Sürdürülebilir kalkınmanın temelinde kaynakların korunması ve geliştirilmesi bulunmaktadır. Kaynakların sürekli olarak, korunarak değerlendirilmeleri, özellikle yenilebilen kaynakların kendilerini yenileme sınırları aşılmadan kalkınmaya destek olabilmeleri, çevreyi koruyan kalkınma felsefesinin temelini oluşturur.

Gerek ekonomik büyüme, gerekse teknolojik ve endüstriyel ilerleme 1960’ların ortalarında eleştrisel bir gözle incelenmeye başlanmıştır. Öncelikle doğal çevrede duyumsanan olumsuz değişmeler bazı duyarlı bireyler ve gruplarca belirlenmiş ve ekonomik, teknolojik gelişmeleri planlayan ve gerçekleşmesi için her türlü çabayı gösteren hükümetlere uyarılar halinde iletilmeye başlanmıştır. Özellikle çevrecilerin öncü hareketleri, toplum bilimi ve tarih zenginliklerini inceleyen bilim dallarından gelen eleştirilerle beslenmiştir.

    İşte bu dönemde doğal ve insan yapısı çevreye zarar vermeyen teknoloji, ekonomik büyüme hızı arayışları, baskı gruplarının eylemleri ile kamuoyuna yayılmıştır. Aynı yayılma turizmde de gerçekleşmiş ve varolan "Saldırgan Turizm" çeşidinin yerine geçebilecek "Alternatif Turizm" arayışları başlamıştır.

    Uluslararası Doğal Kaynakları Koruma Birliği (IUCN) tarafından 1980 yılında yayınlanan Dünya Korumacılığı Stratejisi, 1987'deki Brundtland Raporu, dönemin strateji ve ilke bütünlüğünü oluşturan örgütlü baskı grubu eylemleridir. Bu ve diğer örgütler Sürdürülebilirlik için;

-Bütüncül planlama ve strateji geliştirme,

-Temel ekolojik süreçleri koruma,

-İnsan mirasını ve biofarklılığı koruma,

-Verimliliğin uzun bir döneme yayılmasına ve gelecek kuşaklara ulaşmasına izin veren büyüme modelleri,

-Ekonomik büyüme ile doğal kaynaklar arasında denge,

-Ülkelerarası hakça oluş ile imkanlar arasında denge, gibi ilkeler belirlemişlerdir.[2] [2]

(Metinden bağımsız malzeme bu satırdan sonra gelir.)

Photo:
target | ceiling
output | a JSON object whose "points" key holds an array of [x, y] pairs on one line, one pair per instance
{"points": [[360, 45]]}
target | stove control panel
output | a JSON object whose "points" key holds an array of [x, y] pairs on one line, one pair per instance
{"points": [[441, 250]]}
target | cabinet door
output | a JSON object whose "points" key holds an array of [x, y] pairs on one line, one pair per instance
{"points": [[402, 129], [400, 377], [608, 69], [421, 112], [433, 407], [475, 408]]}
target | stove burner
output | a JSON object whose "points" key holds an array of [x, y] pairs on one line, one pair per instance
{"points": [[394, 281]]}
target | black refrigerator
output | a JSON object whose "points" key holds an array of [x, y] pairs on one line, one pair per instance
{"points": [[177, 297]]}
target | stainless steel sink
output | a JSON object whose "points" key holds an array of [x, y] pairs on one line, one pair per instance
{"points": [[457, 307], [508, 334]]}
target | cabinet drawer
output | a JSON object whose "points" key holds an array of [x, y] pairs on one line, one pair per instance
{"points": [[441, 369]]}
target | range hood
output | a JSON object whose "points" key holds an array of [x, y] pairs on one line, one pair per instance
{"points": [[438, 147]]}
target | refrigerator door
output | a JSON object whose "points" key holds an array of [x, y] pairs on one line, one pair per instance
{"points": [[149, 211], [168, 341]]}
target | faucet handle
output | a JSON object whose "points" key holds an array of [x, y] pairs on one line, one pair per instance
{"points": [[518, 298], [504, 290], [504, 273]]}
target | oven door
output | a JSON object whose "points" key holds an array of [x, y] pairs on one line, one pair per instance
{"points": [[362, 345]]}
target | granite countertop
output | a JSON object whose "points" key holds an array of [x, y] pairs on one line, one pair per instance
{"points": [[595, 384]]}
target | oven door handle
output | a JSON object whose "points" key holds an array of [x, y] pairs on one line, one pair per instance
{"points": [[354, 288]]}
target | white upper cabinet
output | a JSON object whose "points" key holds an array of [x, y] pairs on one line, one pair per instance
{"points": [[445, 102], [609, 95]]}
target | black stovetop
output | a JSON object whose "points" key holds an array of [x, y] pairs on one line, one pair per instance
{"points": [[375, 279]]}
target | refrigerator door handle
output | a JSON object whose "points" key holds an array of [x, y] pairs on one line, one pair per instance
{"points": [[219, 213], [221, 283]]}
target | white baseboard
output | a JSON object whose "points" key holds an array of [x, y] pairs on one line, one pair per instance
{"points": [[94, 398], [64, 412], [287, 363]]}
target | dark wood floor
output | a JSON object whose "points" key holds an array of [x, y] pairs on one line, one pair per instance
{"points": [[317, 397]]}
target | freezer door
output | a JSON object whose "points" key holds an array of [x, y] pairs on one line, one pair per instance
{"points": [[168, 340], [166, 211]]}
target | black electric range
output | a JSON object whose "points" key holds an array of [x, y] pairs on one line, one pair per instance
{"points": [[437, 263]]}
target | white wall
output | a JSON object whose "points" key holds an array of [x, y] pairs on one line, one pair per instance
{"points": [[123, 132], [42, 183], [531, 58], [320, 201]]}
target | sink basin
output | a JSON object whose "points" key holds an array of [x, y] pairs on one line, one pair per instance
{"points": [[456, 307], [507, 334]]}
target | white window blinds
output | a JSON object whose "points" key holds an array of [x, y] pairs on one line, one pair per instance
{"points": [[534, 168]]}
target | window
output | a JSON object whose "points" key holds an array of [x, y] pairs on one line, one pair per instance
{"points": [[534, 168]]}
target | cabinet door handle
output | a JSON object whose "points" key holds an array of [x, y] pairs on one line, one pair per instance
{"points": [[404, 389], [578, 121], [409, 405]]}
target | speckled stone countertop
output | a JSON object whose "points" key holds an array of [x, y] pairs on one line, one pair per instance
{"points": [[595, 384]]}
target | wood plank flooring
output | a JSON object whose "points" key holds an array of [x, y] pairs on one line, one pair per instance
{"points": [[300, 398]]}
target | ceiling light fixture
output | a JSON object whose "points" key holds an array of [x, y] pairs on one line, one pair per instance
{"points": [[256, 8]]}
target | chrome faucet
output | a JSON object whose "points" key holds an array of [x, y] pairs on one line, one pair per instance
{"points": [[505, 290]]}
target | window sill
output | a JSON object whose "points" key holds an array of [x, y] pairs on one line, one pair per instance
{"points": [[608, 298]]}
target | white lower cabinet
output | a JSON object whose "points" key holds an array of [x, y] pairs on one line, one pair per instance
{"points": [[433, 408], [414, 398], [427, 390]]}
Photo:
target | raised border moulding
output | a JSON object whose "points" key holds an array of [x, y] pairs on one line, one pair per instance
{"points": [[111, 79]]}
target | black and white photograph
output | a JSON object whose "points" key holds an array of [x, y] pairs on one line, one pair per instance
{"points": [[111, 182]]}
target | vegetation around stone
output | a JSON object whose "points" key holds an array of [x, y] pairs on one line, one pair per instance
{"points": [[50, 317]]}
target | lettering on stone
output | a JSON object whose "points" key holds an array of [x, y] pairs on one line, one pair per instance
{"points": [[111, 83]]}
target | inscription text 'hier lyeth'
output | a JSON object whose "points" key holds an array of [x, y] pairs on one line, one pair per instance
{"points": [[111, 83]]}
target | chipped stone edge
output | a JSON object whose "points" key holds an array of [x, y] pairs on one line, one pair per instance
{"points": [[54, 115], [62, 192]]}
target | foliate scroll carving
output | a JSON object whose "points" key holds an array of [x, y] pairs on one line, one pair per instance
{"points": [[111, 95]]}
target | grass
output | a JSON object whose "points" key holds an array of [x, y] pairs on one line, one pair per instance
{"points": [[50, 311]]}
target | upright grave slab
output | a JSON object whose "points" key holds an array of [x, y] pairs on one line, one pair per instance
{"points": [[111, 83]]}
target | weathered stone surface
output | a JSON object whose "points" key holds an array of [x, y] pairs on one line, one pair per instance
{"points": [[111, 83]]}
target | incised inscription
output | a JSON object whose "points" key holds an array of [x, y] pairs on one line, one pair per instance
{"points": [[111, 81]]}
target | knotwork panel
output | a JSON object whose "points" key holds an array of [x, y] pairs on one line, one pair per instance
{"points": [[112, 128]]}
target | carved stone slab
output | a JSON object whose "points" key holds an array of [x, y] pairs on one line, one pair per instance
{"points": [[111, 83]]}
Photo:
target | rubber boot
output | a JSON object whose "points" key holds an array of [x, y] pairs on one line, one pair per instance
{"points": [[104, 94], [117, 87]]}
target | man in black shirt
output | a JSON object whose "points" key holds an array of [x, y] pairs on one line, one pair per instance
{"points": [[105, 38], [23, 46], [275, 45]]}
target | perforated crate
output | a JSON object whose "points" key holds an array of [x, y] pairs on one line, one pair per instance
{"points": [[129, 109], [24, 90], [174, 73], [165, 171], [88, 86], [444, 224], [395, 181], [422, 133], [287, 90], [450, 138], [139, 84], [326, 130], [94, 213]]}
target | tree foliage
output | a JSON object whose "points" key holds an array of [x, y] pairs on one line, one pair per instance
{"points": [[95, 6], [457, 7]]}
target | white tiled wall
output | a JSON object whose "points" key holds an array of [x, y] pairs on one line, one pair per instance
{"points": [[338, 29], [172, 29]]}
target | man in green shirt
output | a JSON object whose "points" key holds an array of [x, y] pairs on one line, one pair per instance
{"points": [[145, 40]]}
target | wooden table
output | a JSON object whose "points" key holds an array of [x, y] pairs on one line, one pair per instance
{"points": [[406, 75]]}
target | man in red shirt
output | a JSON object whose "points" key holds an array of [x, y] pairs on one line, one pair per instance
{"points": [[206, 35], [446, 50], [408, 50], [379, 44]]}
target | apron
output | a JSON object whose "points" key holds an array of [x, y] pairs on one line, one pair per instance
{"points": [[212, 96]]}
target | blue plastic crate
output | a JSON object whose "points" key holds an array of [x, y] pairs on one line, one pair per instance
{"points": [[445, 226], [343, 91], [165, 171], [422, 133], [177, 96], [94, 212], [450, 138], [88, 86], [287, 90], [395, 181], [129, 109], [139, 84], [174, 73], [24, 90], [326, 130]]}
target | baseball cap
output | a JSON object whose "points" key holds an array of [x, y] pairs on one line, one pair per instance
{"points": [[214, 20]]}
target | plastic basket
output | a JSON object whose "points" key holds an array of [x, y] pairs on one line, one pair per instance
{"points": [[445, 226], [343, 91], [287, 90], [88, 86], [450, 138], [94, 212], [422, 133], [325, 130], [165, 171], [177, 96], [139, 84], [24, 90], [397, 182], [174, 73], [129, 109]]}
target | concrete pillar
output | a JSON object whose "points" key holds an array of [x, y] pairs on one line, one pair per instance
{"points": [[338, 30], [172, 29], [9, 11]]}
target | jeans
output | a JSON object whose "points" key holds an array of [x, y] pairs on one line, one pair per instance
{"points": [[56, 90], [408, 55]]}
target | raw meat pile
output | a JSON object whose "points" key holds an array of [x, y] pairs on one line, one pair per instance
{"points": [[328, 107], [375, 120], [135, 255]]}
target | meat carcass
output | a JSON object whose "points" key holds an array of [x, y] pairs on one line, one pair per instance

    "Sürdürülebilirlik, bir toplumun, ekosistemin ya da sürekliliği olan herhangi bir sistemin işlerini kesintisiz, bozulmadan, aşırı kullanımla tüketmeden ya da sistemin hayati bağı olan ana kaynaklara aşırı yüklenmeden sürdürülebilmesi yeteneği olarak tanımlanmaktadır."[3] [3]

    Ekonomik kalkınmaya koşut olarak gelişen turizmde de "Sürdürülebilirlik" kavramı tartışılmaya başlanmıştır.

    "Turizmin sürdürülebilirliğinin sağlanması ve bu kavramda gelişmesi; kavramsal olarak turizme kaynak oluşturan bölgesel veya yerel kültürel ve doğal değerlerin korunup geliştirilerek çekiciliğinin devamının sağlanması demektir."[4] [4]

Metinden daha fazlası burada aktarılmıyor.